Austin startup Terradepth wants to use autonomous robots to explore the ocean

Although oceans cover more than 70 percent of the Earth’s surface, the vast majority -- more than 80 percent -- of that underwater world is still unmapped and unexplored, according to the National Oceanic and Atmospheric Administration.

Austin entrepreneurs Joe Wolfel and Judson Kauffman have a plan to change that.

Wolfel and Kauffman are the founders of Terradepth, an Austin startup that aims to use autonomous submersible vehicles to collect and map deep sea data in places previously impossible or impractical.

“The fact of the matter is we don’t know much at all about our oceans,” Kauffman said. “It’s shocking that we are spending so much energy and resources exploring outer space when we haven’t explored our own planet yet.”

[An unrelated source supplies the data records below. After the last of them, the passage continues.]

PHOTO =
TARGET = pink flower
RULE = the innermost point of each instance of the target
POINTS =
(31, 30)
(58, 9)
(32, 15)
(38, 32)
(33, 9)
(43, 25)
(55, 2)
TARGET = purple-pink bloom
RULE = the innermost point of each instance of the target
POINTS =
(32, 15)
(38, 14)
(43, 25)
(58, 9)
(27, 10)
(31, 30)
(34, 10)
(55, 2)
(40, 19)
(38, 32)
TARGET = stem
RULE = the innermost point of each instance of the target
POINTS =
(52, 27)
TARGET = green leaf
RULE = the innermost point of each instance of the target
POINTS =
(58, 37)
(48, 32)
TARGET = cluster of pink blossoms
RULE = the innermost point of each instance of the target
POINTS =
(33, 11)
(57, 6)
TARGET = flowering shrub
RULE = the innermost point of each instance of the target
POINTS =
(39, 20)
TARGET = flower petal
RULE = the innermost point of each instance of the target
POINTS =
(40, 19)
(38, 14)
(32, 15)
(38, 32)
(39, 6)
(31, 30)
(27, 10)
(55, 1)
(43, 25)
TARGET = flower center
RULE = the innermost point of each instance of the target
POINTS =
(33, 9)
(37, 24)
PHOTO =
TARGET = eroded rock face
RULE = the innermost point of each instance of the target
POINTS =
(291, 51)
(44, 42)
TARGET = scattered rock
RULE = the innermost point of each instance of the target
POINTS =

Terradepth, which was founded in 2018 and has eight employees, has raised $8 million that will be used to help launch its prototype system next year. Seagate Technologies, a storage hardware company, led the funding round.

Kauffman and Wolfel are both former Navy SEALS, and they previously founded Exbellum, a consulting firm. Kauffman is also a founder of Desert Door Distillery in Driftwood.

Terradepth plans to use a fleet of fully autonomous deep ocean data collection systems that would be able to navigate the ocean’s surface and deep ocean passes to collect data, Kauffman said. It would offer a lower-cost alternative to current options and increase the amount of data available at scale by making information available for purchase in its database, through analytics and other data driven products, he said.

Ocean exploration is typically expensive. The cost of keeping people at sea for weeks or months at a time is prohibitive to widespread exploration, Kauffman said. Terradepth’s collection systems would remove the need to have an offshore ship launching the technology.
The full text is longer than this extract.